To test the computation of cutting planes we consider a logistic regression problem. Particularly, we consider the problem of predicting the incidence of diabetes based on various measurements (see [description](https://archive.ics.uci.edu/ml/datasets/Pima+Indians+Diabetes)). We use a normalised version of the data (which can be found at [mldata.org](http://mldata.org/repository/data/download/csv/diabetes_scale/)) where the label to be predicted (the incidence of diabetes) is in the first column. We have the following data processing:

In [4]:
names = ['diabetes', 'num preg', 'plasma', 'bp', 'skin fold', 'insulin', 'bmi', 'pedigree', 'age']
data = pd.read_csv('diabetes_scale.csv', header=None, names=names)
data['diabetes'].replace(-1, 0, inplace=True) # The target variable need be 1 or 0, not 1 or -1
data['ones'] = np.ones((data.shape[0], 1)) # Add a column of ones to represent the constant bias
data.head()

Unnamed: 0,diabetes,num preg,plasma,bp,skin fold,insulin,bmi,pedigree,age,ones
0,0,-0.294118,0.487437,0.180328,-0.292929,-1.0,0.00149,-0.53117,-0.033333,1.0
1,1,-0.882353,-0.145729,0.081967,-0.414141,-1.0,-0.207153,-0.766866,-0.666667,1.0
2,0,-0.058824,0.839196,0.04918,-1.0,-1.0,-0.305514,-0.492741,-0.633333,1.0
3,1,-0.882353,-0.105528,0.081967,-0.535354,-0.777778,-0.162444,-0.923997,-1.0,1.0
4,0,-1.0,0.376884,-0.344262,-0.292929,-0.602837,0.28465,0.887276,-0.6,1.0


This model has 9 input variables $x_0, \dots, x_8$ where $x_8$ is the dummy input variable fixed at 1. (The fixed dummy input variable could easily be $x_5$ or $x_7$, it's index is unimportant.) We set the basis functions to the simplest choice $\phi_0(\mathbf{x}) = x_0, \dots, \phi_8(\mathbf{x}) = x_8$. Our model then has the form
$$
  y(\mathbf{x}) = \sigma(\sum_{j=0}^{8} w_j x_j) = \sigma(\mathbf{w}^T \mathbf{x}.)
$$
Here we have a dataset, $\{(\mathbf{x}_n, t_n)\}_{n=0}^{N}$ where $t_n \in \{0, 1\}$, with $N + 1 =767 + 1 = 768$ examples.

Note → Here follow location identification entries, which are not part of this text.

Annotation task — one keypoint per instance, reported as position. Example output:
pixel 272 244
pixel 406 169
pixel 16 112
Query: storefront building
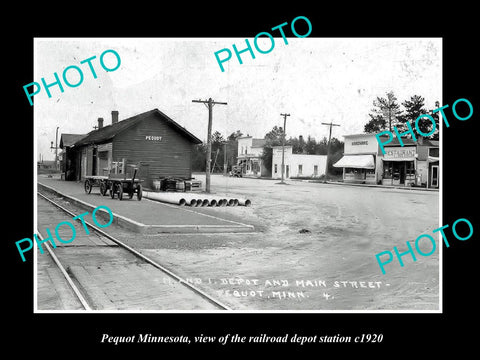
pixel 416 163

We train our model by finding the parameter vector $\mathbf{w}$ which minimizes the (data-dependent) cross-entropy error function
$$
  E_D(\mathbf{w}) =  - \sum_{n=0}^{N} \{t_n \ln \sigma(\mathbf{w}^T \mathbf{x}_n) + (1 - t_n)\ln(1 - \sigma(\mathbf{w}^T \mathbf{x}_n))\}.
$$
The gradient of this function is given by
$$
  \nabla E(\mathbf{w}) = \sum_{i=0}^{N} (\sigma(\mathbf{w}^T \mathbf{x}_n) - t_n)\mathbf{x}_n.
$$
We can then implement these as follows:

In [5]:
def cost(w, X, y, c=0):
    """
    Returns the cross-entropy error function with (optional) sum-of-squares regularization term.
    
    w -- parameters
    X -- dataset of features where each row corresponds to a single sample
    y -- dataset of labels where each row corresponds to a single sample
    c -- regularization coefficient (default = 0)
    """
    outputs = expit(X.dot(w)) # Vector of outputs (or predictions)
    return -( y.transpose().dot(np.log(outputs)) + (1-y).transpose().dot(np.log(1-outputs)) ) + c*0.5*w.dot(w)

def grad(w, X, y, c=0):
    """
    Returns the gradient of the cross-entropy error function with (optional) sum-of-squares regularization term.
    """
    outputs = expit(X.dot(w))
    return X.transpose().dot(outputs-y) + c*w
    
def train(X, y,c=0):
    """
    Returns the vector of parameters which minimizes the error function via the BFGS algorithm.
    """
    initial_values = np.zeros(X.shape[1]) # Error occurs if inital_values is set too high
    return opt.fmin_bfgs(cost, initial_values, fprime=grad, args=(X,y,c))

def predict(w, X):
    """
    Returns a vector of predictions. 
    """
    return expit(X.dot(w))

We test $\texttt{accpm}$ against the parameters attained using SciPy's $\texttt{fmin_bfgs}$ function via the $\texttt{train}$ function. The latter produces the following:

In [10]:
y = data['diabetes'].values
X = data[['num preg', 'plasma', 'bp', 'skin fold', 'insulin', 'bmi', 'pedigree', 'age', 'ones']].values
theta_best1 = train(X, y)
print('---------------- Results ----------------')
print("The parameters attained using SciPy's fmin_bfgs are\n", theta_best1)
print('With these parameters the gradient is\n', grad(theta_best1, X, y))
print('With these parameters the norm of the gradient is', np.linalg.norm(grad(theta_best1, X, y)))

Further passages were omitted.